Structure and Functional Analysis of Promoters from Two Liver Isoforms of CPT I in Grass Carp Ctenopharyngodon idella

Carnitine palmitoyltransferase I (CPT I) is a key enzyme involved in the regulation of lipid metabolism and fatty acid beta-oxidation. To understand the transcriptional mechanism of CPT I alpha 1b and CPT I alpha 2a genes, we cloned the 2695-bp and 2631-bp regions of CPT I alpha 1b and CPT I alpha 2a promoters of grass carp (Ctenopharyngodon idella), respectively, and explored the structure and functional characteristics of these promoters.

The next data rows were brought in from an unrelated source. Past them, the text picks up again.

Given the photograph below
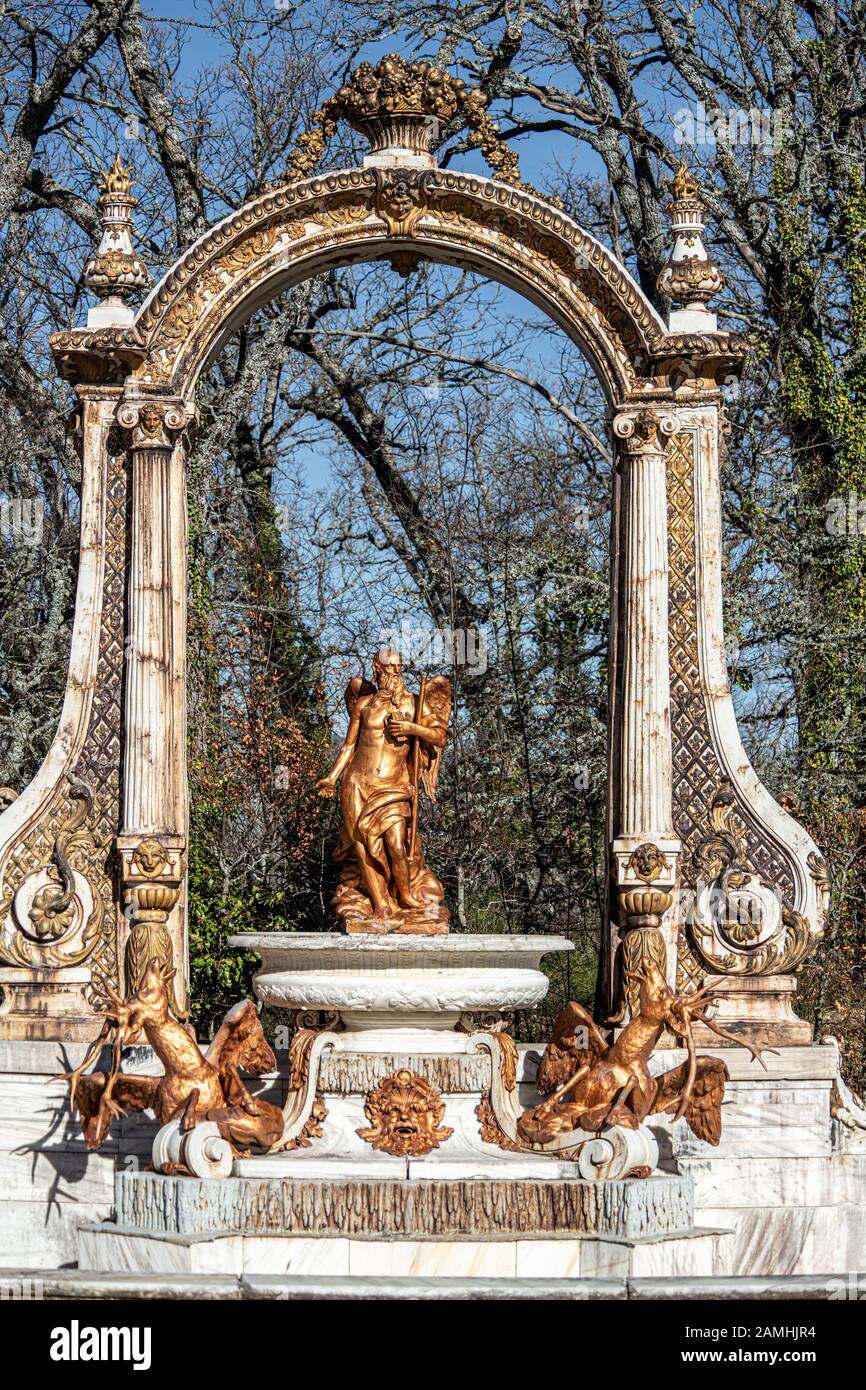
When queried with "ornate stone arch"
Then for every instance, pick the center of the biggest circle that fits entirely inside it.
(92, 854)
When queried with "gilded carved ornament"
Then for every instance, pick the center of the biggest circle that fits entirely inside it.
(116, 271)
(645, 431)
(149, 856)
(402, 104)
(737, 922)
(540, 241)
(405, 1114)
(54, 913)
(153, 423)
(595, 1083)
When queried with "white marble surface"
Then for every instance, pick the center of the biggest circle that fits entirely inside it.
(113, 1250)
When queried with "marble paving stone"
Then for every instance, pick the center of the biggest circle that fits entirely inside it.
(793, 1240)
(548, 1258)
(266, 1255)
(697, 1255)
(731, 1289)
(43, 1236)
(56, 1176)
(765, 1240)
(776, 1182)
(434, 1258)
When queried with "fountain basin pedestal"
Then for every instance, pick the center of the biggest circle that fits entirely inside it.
(399, 1153)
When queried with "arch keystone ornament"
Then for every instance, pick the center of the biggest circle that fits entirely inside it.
(688, 820)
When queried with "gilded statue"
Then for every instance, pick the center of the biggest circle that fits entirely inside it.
(392, 748)
(610, 1082)
(196, 1086)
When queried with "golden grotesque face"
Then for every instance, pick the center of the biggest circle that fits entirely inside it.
(405, 1112)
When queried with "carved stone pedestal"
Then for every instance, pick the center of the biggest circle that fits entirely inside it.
(399, 1151)
(759, 1008)
(46, 1004)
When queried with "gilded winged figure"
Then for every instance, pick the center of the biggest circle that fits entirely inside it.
(392, 748)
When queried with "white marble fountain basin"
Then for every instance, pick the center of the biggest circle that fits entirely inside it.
(380, 983)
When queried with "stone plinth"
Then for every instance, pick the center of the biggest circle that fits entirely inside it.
(755, 1007)
(409, 1209)
(403, 1229)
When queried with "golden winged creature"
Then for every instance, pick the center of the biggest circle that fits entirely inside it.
(196, 1086)
(612, 1084)
(394, 745)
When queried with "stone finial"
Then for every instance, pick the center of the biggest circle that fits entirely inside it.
(398, 104)
(114, 273)
(690, 277)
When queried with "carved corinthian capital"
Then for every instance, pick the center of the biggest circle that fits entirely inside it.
(644, 431)
(153, 424)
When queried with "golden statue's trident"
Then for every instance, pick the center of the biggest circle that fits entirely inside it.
(416, 769)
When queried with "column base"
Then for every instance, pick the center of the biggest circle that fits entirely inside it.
(755, 1007)
(47, 1005)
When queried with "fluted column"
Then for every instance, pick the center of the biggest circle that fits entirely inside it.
(153, 843)
(644, 847)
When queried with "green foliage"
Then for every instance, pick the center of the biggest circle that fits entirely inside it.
(823, 395)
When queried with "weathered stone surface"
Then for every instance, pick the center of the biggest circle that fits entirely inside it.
(382, 1207)
(356, 1073)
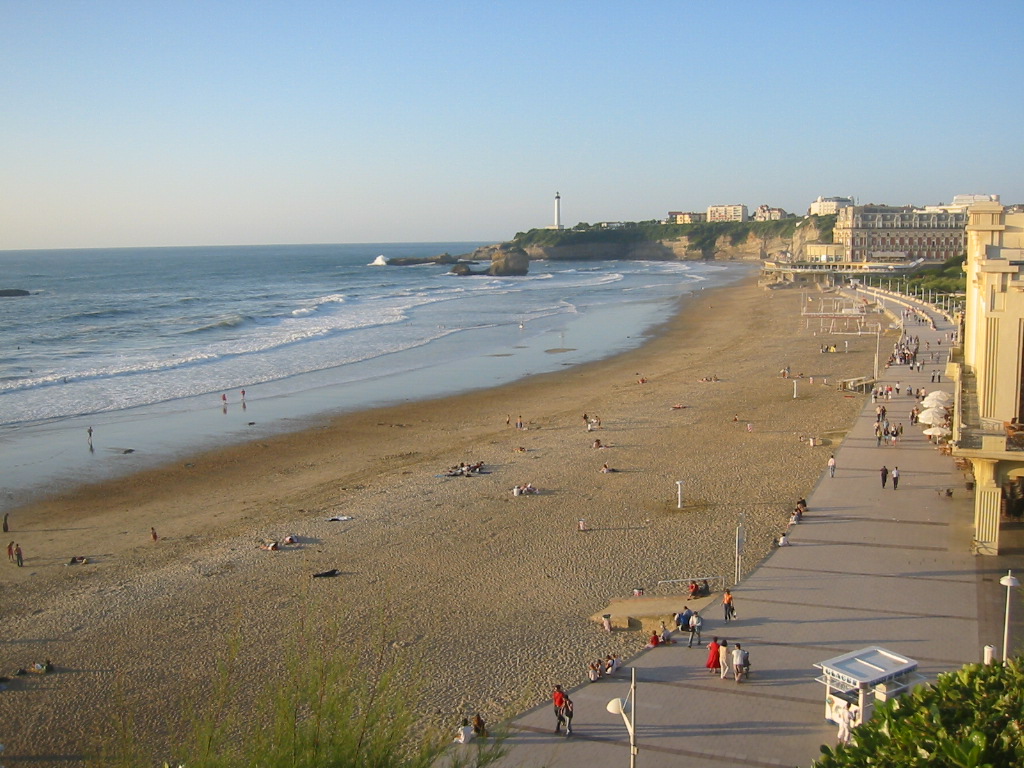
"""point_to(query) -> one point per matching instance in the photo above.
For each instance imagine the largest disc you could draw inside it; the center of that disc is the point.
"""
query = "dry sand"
(495, 590)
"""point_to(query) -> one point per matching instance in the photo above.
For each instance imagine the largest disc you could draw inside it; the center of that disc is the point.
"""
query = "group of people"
(603, 668)
(465, 470)
(720, 655)
(694, 590)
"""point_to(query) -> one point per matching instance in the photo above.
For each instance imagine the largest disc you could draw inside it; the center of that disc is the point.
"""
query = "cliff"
(727, 242)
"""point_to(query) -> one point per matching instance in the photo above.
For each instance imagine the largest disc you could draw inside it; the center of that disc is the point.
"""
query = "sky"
(150, 123)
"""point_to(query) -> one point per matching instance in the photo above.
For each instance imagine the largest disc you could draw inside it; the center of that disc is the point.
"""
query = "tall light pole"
(628, 709)
(1009, 581)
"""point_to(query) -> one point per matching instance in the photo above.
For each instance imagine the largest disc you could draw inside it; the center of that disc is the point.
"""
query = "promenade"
(866, 566)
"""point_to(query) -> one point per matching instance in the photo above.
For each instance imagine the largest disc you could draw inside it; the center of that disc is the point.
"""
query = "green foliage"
(332, 706)
(972, 718)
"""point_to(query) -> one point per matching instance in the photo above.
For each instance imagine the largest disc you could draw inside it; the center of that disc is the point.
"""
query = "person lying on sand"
(327, 573)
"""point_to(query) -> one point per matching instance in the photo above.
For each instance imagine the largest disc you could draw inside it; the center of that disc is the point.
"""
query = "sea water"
(153, 347)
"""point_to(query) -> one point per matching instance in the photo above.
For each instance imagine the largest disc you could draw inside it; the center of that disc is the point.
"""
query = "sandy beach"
(493, 590)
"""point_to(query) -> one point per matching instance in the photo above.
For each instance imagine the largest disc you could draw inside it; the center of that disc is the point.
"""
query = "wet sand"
(493, 590)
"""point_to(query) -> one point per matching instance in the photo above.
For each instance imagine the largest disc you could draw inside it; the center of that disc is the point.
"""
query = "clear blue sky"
(146, 123)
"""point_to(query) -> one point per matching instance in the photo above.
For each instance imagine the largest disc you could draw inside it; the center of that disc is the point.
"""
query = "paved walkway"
(867, 566)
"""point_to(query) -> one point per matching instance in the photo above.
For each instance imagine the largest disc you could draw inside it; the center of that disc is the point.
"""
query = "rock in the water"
(508, 260)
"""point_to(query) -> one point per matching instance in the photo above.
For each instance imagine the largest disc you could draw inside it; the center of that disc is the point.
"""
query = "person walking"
(695, 624)
(847, 717)
(558, 702)
(713, 664)
(740, 660)
(723, 659)
(727, 606)
(567, 714)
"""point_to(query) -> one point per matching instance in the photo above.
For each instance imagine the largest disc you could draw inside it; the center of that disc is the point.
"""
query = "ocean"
(152, 347)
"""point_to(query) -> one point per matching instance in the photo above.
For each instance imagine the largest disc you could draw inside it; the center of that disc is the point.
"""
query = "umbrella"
(932, 416)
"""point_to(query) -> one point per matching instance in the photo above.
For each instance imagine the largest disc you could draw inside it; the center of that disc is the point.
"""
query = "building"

CPT I alpha 1b had two transcription start sites (TSSs), while CPT I alpha 2a had only one TSS. DNase I foot printing showed that the CPT I alpha 1b promoter was AT-rich and TATA-less, and mediated basal transcription through an initiator (INR)-independent mechanism. Bioinformatics analysis indicated that specificity protein 1 (Sp1) and nuclear factor Y (NF-Y) played potential important roles in driving basal expression of CPT I alpha 2a gene. In HepG2 and HEK293 cells, progressive deletion analysis indicated that several regions contained cis-elements controlling the transcription of the CPT I alpha 1b and CPT I alpha 2a genes. Moreover, some transcription factors, such as thyroid hormone receptor (TR), hepatocyte nuclear factor 4 (HNF4) and peroxisome proliferator-activated receptor (PPAR) family, were all identified on the CPT I alpha 1b and CPT I alpha 2a promoters. The TR binding sites were only identified on CPT I alpha 1b promoter, while TR binding sites were only identified on CPT I alpha 2a promoter, suggesting that the transcription of CPT I alpha 1b and CPT I alpha 2a was regulated by a different mechanism. Site-mutation and electrophoretic mobility-shift assay (EMSA) revealed that fenofibrate-induced PPAR activation did not bind with predicted PPAR binding sites of CPT I promoters. Additionally, PPAR was not the only member of PPAR family regulating CPT I expression, and PPAR also regulated the CPT I expression. All of these results provided new insights into the mechanisms for transcriptional regulation of CPT I genes in fish.